The elephant in the room: METR explicitly states they’re transitioning away from Vivaria to Inspect AI and ramping down feature development. This isn’t a subtle deprecation buried in release notes—it’s front-and-center in the README. For production evaluation pipelines or long-term research infrastructure, this makes Vivaria a non-starter. You’d be building on a foundation its creators have abandoned.

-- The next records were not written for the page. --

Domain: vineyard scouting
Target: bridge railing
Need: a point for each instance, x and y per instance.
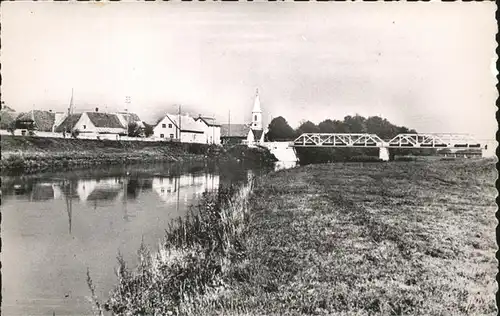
(423, 140)
(339, 140)
(428, 140)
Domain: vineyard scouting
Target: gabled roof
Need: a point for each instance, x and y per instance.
(69, 123)
(187, 123)
(234, 130)
(209, 121)
(43, 120)
(7, 108)
(106, 120)
(132, 118)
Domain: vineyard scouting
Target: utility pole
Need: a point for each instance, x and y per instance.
(127, 101)
(180, 124)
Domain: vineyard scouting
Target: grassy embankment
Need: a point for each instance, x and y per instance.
(346, 239)
(34, 154)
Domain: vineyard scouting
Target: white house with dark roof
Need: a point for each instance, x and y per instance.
(92, 123)
(211, 128)
(180, 127)
(128, 117)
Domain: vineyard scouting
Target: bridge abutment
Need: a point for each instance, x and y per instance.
(383, 153)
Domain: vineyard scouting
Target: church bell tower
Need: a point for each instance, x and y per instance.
(256, 113)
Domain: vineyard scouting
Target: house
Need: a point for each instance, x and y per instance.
(37, 120)
(234, 133)
(128, 117)
(249, 134)
(92, 123)
(211, 129)
(183, 128)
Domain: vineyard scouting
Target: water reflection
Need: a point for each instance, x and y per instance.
(56, 225)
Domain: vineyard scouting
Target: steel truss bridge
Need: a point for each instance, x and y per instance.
(401, 140)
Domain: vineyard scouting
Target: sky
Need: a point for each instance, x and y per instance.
(427, 66)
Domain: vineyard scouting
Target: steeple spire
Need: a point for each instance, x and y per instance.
(256, 113)
(256, 104)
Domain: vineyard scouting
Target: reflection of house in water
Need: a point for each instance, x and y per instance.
(100, 190)
(184, 187)
(45, 192)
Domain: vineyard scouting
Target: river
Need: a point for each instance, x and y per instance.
(56, 225)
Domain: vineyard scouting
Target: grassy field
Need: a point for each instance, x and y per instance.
(400, 238)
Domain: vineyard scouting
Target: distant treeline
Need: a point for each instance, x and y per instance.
(280, 130)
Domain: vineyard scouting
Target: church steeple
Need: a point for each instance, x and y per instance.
(256, 113)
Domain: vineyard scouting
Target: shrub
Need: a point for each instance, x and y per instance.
(15, 162)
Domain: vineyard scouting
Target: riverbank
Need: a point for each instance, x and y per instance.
(21, 154)
(396, 238)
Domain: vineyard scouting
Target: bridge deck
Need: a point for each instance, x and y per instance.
(371, 140)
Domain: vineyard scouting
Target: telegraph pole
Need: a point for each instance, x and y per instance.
(180, 124)
(127, 102)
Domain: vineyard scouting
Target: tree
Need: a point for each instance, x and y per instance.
(279, 130)
(307, 127)
(329, 126)
(355, 124)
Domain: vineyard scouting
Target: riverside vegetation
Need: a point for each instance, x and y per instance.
(34, 154)
(398, 238)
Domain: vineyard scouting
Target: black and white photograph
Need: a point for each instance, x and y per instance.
(248, 158)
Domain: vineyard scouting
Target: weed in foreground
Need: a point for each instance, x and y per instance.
(191, 263)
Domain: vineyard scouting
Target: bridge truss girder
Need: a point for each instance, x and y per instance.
(366, 140)
(338, 140)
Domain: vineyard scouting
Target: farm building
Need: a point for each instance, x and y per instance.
(127, 118)
(37, 120)
(180, 127)
(211, 129)
(234, 133)
(92, 123)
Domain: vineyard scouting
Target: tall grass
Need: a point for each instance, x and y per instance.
(192, 260)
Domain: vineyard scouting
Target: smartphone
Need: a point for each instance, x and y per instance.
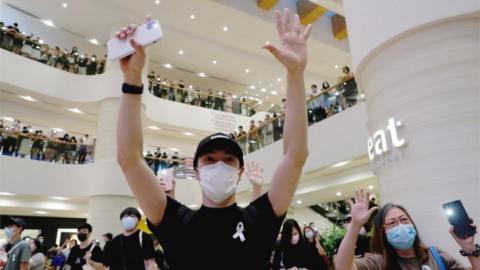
(458, 217)
(146, 34)
(167, 179)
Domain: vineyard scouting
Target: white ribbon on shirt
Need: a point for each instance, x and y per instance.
(239, 233)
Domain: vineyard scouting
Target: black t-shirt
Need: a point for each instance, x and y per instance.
(127, 251)
(218, 238)
(76, 260)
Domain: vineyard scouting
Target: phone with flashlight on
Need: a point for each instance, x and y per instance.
(457, 216)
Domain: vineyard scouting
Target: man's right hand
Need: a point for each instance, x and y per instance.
(132, 65)
(359, 210)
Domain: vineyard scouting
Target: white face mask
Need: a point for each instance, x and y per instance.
(218, 181)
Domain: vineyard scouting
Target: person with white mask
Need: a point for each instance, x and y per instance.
(132, 249)
(219, 235)
(18, 250)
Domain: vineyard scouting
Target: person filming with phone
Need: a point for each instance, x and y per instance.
(219, 235)
(396, 243)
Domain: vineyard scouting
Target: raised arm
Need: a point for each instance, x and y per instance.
(293, 55)
(360, 215)
(143, 183)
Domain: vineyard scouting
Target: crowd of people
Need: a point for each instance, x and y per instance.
(16, 41)
(24, 142)
(180, 92)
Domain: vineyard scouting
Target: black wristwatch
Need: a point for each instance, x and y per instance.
(132, 89)
(475, 253)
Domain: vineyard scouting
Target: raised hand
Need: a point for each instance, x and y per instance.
(254, 174)
(292, 52)
(359, 210)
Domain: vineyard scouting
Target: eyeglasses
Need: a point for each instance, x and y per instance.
(394, 222)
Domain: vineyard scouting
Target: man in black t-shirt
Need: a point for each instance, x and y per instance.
(85, 253)
(133, 249)
(220, 235)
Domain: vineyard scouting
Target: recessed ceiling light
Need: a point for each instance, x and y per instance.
(340, 164)
(28, 98)
(154, 127)
(59, 198)
(49, 23)
(75, 110)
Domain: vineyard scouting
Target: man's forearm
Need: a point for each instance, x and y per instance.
(295, 130)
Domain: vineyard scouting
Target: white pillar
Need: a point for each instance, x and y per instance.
(418, 61)
(104, 213)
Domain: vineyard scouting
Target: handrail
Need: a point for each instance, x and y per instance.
(49, 50)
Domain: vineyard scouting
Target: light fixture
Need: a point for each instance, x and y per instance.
(28, 98)
(48, 22)
(154, 127)
(340, 164)
(59, 198)
(75, 110)
(94, 41)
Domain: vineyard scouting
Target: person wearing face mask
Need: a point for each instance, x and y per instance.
(37, 261)
(18, 251)
(132, 249)
(219, 235)
(395, 243)
(292, 252)
(85, 253)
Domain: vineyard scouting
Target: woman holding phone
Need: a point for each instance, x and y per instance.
(395, 243)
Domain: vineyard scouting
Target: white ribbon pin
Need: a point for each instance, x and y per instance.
(239, 233)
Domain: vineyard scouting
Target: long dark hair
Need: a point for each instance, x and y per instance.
(379, 243)
(288, 225)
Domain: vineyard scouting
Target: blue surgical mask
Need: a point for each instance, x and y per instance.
(129, 223)
(9, 232)
(402, 236)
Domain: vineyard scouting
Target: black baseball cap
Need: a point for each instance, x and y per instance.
(218, 141)
(17, 221)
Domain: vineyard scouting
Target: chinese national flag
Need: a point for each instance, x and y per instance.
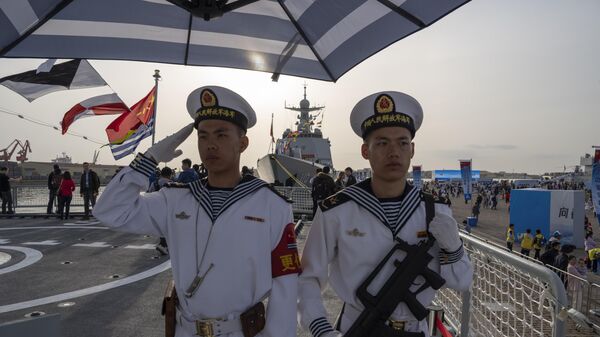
(127, 123)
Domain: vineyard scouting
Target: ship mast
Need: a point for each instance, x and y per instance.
(305, 118)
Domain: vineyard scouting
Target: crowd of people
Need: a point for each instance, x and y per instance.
(562, 257)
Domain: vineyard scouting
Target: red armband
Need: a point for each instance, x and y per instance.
(284, 258)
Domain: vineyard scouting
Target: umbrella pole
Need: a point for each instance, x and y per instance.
(156, 78)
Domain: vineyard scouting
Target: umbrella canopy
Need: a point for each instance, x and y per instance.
(320, 39)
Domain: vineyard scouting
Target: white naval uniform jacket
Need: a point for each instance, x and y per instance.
(349, 237)
(243, 237)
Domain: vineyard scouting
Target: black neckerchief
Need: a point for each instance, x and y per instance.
(363, 195)
(247, 185)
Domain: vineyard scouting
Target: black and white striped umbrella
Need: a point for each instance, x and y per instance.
(320, 39)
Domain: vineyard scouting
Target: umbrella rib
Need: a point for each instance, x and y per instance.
(187, 45)
(308, 43)
(403, 13)
(30, 31)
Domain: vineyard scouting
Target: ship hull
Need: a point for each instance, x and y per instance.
(279, 167)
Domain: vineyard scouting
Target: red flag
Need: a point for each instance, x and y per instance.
(109, 104)
(272, 138)
(125, 125)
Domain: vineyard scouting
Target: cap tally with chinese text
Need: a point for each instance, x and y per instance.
(385, 109)
(213, 102)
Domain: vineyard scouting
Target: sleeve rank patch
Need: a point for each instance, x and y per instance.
(284, 258)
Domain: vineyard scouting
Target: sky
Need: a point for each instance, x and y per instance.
(514, 85)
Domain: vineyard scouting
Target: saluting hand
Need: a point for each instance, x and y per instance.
(165, 150)
(444, 229)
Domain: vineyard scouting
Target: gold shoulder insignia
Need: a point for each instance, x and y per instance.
(182, 216)
(355, 232)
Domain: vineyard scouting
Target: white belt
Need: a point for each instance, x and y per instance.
(351, 314)
(212, 327)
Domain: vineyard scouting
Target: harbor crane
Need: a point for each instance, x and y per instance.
(6, 153)
(22, 154)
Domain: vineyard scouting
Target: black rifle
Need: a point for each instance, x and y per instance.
(372, 322)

Beyond the deprecation, Vivaria’s infrastructure requirements are substantial. You need Docker (with permissions to create containers), PostgreSQL with specific schema setup, Auth0 configuration for multi-user access, and significant operational knowledge to debug when containers misbehave or traces don’t appear as expected. The documentation acknowledges APIs are unstable with no versioning guarantees—breaking changes can land in any commit. For quick experiments or solo research, this operational overhead outweighs the benefits. The platform was clearly designed for sustained team-based research programs, not lightweight evaluation needs. If you’re comparing approaches for a single paper or a small study, simpler frameworks will get you to results faster.

Verdict

Use if: You’re already running Vivaria in production and the migration cost to Inspect AI exceeds your remaining research timeline, or you’re studying Vivaria specifically as a reference implementation for building agent evaluation infrastructure. The codebase demonstrates sophisticated approaches to trace capture and collaborative analysis that remain instructive even as the platform sunsets. Skip if: You’re starting a new project—METR’s own recommendation to use Inspect AI should be definitive. Also skip if you need stable APIs, minimal operational complexity, or long-term support. The combination of deprecated status, unstable interfaces, and heavy infrastructure requirements makes Vivaria unsuitable for most modern evaluation needs. Learn from its architecture, but build on actively maintained alternatives.